Another source of controversy is the value of reconstruction of the annular ligament. Some authors, such as Nakamura [12
] and David-West [6
], recommend it in all cases. Others, such as Devnani and Laderman [8
], negate its usefulness entirely. Mild restriction in forearm pro-supination was observed in most of our patients who underwent annular ligament reconstruction. Two patients without ligament reconstruction did not experience complications, and re-dislocation of the radial head occurred in one patient. If stabile closed reduction of the radial head could be achieved by ulnar osteotomy alone, we would no longer insist on the annular ligament repair, as Bhaskar [30
] previously reported. If the radial head is unstable, open reduction and debridement of the radiocapitellar joint and repair or reconstruction of the annular ligament are recommended. If direct repair is not possible, our preferred method would be a Bell–Tawse reconstruction with a stripe of triceps fascia, although Garg [31
] reported better results with the use of a palmaris longus graft. Finally, in patients with a reconstruction of the annular ligament, transcapitellar fixation with heavy Kirschner wire may provide additional stability and decrease the risk of radial head re-dislocation [6
], despite Delpont [14
] considering it to be contraindicated. In our study, radiocapitellar fixation was performed in all patients with annular ligament repair or reconstruction.

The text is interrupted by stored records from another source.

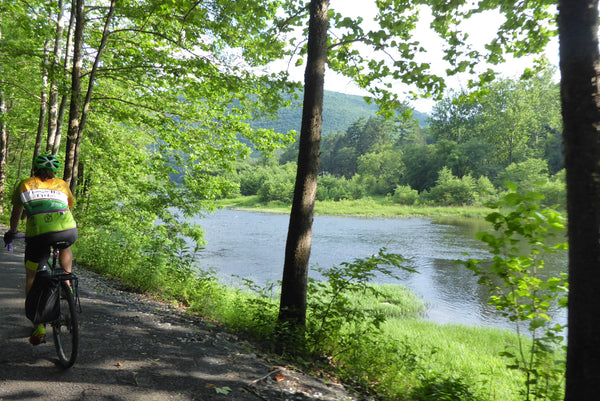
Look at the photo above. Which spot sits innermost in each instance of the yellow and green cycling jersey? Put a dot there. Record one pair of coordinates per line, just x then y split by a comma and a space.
47, 205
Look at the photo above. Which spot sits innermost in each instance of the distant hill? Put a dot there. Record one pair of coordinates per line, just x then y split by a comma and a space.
339, 112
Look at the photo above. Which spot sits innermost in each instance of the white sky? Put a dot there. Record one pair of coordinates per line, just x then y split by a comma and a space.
481, 28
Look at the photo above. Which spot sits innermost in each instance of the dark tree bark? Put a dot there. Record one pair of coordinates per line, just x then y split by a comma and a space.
297, 252
580, 97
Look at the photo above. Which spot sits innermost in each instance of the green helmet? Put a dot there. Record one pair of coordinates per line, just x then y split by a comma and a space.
46, 161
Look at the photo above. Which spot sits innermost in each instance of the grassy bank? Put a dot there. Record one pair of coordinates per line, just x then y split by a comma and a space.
380, 207
407, 359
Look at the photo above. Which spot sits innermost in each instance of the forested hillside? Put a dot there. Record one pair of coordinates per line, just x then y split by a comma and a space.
339, 112
464, 156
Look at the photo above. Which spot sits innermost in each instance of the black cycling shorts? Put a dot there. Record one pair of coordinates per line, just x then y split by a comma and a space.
38, 249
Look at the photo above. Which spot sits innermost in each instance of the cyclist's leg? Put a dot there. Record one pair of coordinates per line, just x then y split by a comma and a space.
67, 238
35, 252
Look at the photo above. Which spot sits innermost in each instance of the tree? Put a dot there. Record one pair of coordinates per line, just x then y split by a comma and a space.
292, 308
579, 60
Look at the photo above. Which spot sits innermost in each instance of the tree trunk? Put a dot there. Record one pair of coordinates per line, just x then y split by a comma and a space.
74, 142
67, 65
43, 106
75, 108
3, 142
295, 271
580, 98
3, 148
53, 91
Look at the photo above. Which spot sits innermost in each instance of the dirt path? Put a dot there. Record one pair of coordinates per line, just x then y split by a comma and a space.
133, 348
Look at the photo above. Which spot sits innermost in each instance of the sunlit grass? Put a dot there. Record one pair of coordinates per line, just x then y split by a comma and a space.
380, 207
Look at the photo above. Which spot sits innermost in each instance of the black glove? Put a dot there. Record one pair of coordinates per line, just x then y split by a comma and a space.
9, 236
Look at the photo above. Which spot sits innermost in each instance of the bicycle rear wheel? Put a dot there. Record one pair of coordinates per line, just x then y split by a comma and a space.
66, 329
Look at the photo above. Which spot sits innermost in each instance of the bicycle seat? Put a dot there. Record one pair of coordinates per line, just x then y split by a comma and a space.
61, 245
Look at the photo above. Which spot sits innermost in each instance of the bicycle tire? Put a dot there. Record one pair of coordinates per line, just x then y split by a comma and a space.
66, 329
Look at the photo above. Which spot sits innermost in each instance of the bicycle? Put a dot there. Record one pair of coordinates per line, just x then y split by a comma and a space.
65, 329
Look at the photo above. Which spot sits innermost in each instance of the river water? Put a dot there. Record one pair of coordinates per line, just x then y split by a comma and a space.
251, 245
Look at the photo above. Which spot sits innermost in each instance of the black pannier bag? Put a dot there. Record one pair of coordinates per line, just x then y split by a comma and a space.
42, 304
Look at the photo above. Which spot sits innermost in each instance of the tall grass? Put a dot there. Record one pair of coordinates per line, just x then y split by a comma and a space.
361, 207
406, 358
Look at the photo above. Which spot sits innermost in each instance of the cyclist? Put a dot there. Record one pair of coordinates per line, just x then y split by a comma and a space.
47, 202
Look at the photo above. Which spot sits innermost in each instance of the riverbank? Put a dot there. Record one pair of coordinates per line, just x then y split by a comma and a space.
368, 207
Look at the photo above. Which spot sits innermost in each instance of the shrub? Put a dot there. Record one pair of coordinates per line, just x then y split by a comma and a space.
405, 195
450, 190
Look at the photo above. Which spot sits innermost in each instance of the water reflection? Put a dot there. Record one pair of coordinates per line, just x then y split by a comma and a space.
251, 245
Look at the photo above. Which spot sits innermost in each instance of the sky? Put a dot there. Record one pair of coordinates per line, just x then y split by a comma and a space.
481, 29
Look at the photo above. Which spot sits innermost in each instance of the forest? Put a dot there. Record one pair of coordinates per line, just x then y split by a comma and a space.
159, 109
460, 155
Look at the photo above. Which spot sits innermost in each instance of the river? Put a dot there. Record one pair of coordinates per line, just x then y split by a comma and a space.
251, 245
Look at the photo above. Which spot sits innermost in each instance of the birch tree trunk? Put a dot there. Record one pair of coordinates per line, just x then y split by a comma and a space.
75, 107
53, 89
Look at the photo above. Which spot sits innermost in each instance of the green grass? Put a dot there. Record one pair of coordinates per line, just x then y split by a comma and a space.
409, 351
380, 207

For the clinical evaluation of elbow function, we used the Mayo Elbow Performance Index (MEPI), although Kim’s elbow performance score, the Oxford elbow score and modified DASH could be used for the same purpose [9
]. The MEPI results of our patients are comparable to reports of Nakamura, Delpont and Datta [12
], who used the same score for the assessment of elbow function in their studies.
Our study has many limitations. First, as with all retrospective studies, it suffers from data inconsistency. Second, the number of patients is small, only 13 patients, to draw strong conclusions, but most published studies have a similar disadvantage. Only two published studies have reported larger groups of patients [31
]. Third, there was a lack of data on the preoperative assessment of elbow function for some patients, so we were unable to compare the improvement in elbow function with operative correction. Fourth, patients had very different types of operations. Finally, only two of our patients reached skeletal maturity at the last follow-up. A well-designed, prospective multicenter study in the future is probably the best way to provide a sufficient number of patients and enable researchers to draw strong conclusions and treatment recommendations for this rare injury.